ショーワのユーザー様で構成するSHOWA会では、8月28日、ジャグラ会館研修会場で「構造化文書とネットワークの具体的事例」と題して、セミナーを開催しました。既報のように、福岡、大阪からの参加を含め、定員の40名をを大きく超える60名様の出席があり、盛況のうちに修了しました。
以下は、その模様をアール・ジー(岡部善男社長)発行の「R.C._ZONE」No.340から、同社の了解で転載したものです。

開会のあいさつに立った幅和弘副会長(ショーワ社長)は
「昨今、政府、特に森首相からIT推進の発現が多くなされている。私達印刷業界でもデジタル技術、本日のテーマであるSGMLに代表される構造化文書、ネットワークについて取り組まれている方々がおられるが、なかなか商売に直結しない!と言われている。その中で、本日は、その構造文書に積極的に取り組まれ、成果を収められている(株)日出島の戸谷田順司営業部次長、三代川裕見システム開発室長の両氏を講師に迎えて、具体的なビジネス事例を紹介していただき、会員各社の今後の事業発展に役立てていただきたい」
と述べ、研修会に入った。

まず戸谷田講師は、別掲の「構造化文書とネットワーク」のレジュメを配布したあと、次の要旨を述べた。

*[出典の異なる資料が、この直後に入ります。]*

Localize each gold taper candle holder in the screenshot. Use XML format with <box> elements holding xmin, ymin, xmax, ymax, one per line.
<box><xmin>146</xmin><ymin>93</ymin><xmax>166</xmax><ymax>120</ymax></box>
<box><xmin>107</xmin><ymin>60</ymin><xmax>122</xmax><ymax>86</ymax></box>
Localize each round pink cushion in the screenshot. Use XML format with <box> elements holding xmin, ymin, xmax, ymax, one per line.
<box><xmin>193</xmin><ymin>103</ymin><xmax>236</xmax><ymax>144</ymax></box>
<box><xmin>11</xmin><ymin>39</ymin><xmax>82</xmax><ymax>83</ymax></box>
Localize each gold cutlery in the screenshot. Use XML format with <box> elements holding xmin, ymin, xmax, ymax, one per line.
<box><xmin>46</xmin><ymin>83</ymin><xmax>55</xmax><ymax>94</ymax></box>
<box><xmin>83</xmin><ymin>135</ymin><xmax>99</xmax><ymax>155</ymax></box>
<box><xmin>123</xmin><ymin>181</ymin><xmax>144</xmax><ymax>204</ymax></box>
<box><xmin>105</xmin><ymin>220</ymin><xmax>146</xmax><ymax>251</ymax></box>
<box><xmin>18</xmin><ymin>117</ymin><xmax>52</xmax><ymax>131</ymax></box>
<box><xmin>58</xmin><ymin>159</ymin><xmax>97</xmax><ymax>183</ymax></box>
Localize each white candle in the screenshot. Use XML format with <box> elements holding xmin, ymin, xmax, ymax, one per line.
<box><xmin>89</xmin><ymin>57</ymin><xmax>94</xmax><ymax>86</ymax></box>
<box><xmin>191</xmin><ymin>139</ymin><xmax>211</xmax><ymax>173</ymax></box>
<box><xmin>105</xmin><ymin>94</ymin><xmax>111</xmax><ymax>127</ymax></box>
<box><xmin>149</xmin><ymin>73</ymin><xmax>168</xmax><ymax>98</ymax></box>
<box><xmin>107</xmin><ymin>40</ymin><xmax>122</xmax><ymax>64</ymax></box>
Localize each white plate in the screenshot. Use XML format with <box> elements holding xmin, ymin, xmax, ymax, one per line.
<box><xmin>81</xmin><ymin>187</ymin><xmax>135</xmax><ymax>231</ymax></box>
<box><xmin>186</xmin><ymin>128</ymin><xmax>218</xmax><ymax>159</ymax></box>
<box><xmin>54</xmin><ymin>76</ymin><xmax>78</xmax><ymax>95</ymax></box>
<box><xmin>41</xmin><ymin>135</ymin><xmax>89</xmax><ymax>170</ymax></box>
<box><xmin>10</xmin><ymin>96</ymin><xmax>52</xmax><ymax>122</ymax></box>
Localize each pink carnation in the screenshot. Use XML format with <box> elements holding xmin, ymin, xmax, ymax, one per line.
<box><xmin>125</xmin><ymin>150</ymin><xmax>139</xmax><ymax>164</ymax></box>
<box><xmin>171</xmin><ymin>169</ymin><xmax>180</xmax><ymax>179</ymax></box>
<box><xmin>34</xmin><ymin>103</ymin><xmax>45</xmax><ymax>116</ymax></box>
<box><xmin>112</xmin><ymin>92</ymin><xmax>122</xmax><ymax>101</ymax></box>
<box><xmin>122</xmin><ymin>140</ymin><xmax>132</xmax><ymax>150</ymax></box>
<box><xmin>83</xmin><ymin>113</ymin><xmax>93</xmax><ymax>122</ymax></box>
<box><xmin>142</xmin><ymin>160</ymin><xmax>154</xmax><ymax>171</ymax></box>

構造化文書は、従来的な商品感覚で取り組むと難しい。弊社が構造化文書に取り組んだのは3年半前。社員の中に独学で構造化文書を勉強していたものがいた。
情報公開という中で、厚生省が扱う医薬品添付情報をSGMLにするかPDFにするか、学会で論争をしていた時期で、どちらに行くか分からなかったが、私ども社内で内容を検討すると、SGMLの方向に行くのではないか、もしPDFに移ったとしても、この際SGMLを優先しよう、と着手した。
SGMLにしたのは、弊社の得意先の関係で、これまでの組版を主体としたDTP関係をさらに太くする、そしてアウトソーシングの次のサービス展開に位置づけるためであった。

今年3月、雇用促進策の一環として公開スタートした官報データの構造化入札関係先は、極く一部の印刷会社と金融機関関係のシンクタンク系が多く参加した。
ページ単価は印刷業者の考え方とは大きく異なり、将来的な面で少し意欲が凋んだ!というところ正直であった。
構造化文書は情報公開の中で、今後は官公庁を中心に地方自治体へ拡大して行く。
コンピューターメーカーや大手企業が構造化文書システムを構築、そのシステム仕様にもとづいた価格設定が進む。
それは儲かるのか、儲からないのか。通常の印刷パイが縮んでいる中で、儲かるから取り組む、儲からないから取り組まない、という判断は、果たして正しいのかどうか。
例えば、これまで100人で取り組んできた業務が70人で済むようになった。余剰人員の30人で構造化文書に取り組んで赤字になったとして、100人でのマイナスと30人でのマイナスではその中身、質が異なる。

SGML、XML等構造化文書に着手、受注する場合、次の3つのパターンが想定される。
(1)競争入札。定まった仕様書を最低限、理解し納期内に出来ることが第一条件。
(2)IT関連という事で、顧客が取り組んでいる内容をトレンド的にとらえ、その期待・要請に応える。構造化文書の利便性と効率的に、かつ将来における価値などの提案、企画を積極的に展開する。
(3)構造化文書は経済的にとらえにくい面がある。今後、印刷関連の方々が構造化文書に着手、取り組む場合、社内でどのようにデータを管理するか、管理責任体制が、私達の生き残りの大きなポイントになる。さまざまなデータ、アウトプット情報を統合管理、グルーピングできるかが大切である。
弊社ではカタログ、チラシ、マニュアル等々をルーチン的に、一定の決まりのもとに統合的に管理、それぞれの製品の流れを想定し概略を作成し、話を詰め、往々にして具体的になるケースが多い。
構造化文書は大掛かりにすると人的にもシステム的にもそれなりに費用がかかる。コンパクトに構えて、実績を積み重ねて行き、本日の会合のような横のつながりが大切である。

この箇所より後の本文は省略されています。